To learn more about Ingrid Betancourt’s political career, kidnapping and rescue, read this 2008 story from the museum’s Women, Power and Politics exhibition, Kidnapping a Candidate: Ingrid Betancourt’s Six-Year Ordeal.
Event details: Thursday, October 28, 2010 from 7:00-8:00pm, followed by book sale and signing with Book Passage. Schwab Center, 211 Main Street (at Howard), San Francisco, California. Seating is limited. Reserve your tickets now! An RSVP is required. For more information email events@imow.org or call 415-543-4669 ext. 27.

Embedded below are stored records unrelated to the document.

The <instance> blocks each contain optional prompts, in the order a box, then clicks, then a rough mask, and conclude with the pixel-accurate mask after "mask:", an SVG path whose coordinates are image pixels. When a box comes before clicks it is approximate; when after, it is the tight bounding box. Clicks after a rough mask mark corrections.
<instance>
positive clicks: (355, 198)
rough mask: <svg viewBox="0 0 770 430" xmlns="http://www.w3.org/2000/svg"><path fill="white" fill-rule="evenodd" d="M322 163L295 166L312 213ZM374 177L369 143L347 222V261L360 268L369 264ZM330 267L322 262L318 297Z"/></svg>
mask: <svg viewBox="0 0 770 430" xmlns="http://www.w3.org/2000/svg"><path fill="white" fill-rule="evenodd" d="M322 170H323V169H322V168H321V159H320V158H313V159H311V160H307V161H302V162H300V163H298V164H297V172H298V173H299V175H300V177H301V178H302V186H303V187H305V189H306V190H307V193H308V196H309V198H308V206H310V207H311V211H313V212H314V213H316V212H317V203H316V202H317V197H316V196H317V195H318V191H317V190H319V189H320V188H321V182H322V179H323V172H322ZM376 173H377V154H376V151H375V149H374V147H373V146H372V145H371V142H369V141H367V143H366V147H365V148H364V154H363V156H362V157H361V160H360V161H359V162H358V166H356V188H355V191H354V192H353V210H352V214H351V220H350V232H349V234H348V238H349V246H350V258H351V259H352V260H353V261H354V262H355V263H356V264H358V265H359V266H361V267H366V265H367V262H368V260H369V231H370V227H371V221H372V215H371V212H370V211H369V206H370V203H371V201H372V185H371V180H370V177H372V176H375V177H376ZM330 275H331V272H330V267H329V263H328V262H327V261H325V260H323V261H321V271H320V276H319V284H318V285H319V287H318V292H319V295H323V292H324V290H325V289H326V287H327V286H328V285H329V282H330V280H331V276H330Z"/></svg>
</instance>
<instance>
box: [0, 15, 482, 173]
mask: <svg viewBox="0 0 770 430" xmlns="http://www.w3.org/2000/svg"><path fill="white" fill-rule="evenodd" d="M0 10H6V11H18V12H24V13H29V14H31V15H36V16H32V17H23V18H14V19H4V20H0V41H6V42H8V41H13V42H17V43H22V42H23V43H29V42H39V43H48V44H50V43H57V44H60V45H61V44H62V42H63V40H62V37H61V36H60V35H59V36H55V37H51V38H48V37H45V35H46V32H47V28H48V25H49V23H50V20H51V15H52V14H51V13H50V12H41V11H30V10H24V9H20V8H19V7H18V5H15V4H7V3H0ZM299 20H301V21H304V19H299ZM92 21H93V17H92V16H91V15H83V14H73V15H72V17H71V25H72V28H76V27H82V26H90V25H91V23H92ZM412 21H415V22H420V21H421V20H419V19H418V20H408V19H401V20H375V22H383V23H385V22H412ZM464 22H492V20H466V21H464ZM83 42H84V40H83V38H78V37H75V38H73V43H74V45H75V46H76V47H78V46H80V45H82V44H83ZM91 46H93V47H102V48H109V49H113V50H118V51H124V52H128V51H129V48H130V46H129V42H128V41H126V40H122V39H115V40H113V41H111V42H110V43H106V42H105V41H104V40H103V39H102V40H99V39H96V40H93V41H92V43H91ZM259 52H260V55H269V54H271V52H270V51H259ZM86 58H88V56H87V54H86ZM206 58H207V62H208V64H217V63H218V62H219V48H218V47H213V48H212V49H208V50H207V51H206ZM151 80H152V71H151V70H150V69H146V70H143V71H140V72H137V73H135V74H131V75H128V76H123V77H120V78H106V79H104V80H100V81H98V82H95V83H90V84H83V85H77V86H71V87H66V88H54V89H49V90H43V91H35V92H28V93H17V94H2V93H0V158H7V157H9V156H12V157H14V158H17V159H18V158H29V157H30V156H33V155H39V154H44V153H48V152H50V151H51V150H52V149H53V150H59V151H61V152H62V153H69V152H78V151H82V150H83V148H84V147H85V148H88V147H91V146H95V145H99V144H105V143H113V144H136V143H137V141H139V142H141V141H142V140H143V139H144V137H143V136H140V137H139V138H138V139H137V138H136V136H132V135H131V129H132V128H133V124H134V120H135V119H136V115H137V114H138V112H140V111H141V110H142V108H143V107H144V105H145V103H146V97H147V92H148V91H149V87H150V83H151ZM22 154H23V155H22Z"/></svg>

Ingrid Betancourt will appear in conversation with Jeanne Carstensen, managing editor of The Bay Citizen, a nonprofit news organization in San Francisco that covers civic issues and produces the Bay Area pages of the New York Times. Previously, as managing editor of Salon, Carstensen worked on The Abu Ghraib Files, the magazine’s online archive of detainee abuse photos from the notorious U.S. military prison in Iraq. She was senior arts and features editor at SFGate.com and was awarded a National Arts Journalism Fellowship at Columbia University in 2001. While living in Costa Rica for six years, Carstensen covered human rights issues for Feminist International Radio Endeavor, a women’s program broadcast globally over shortwave radio.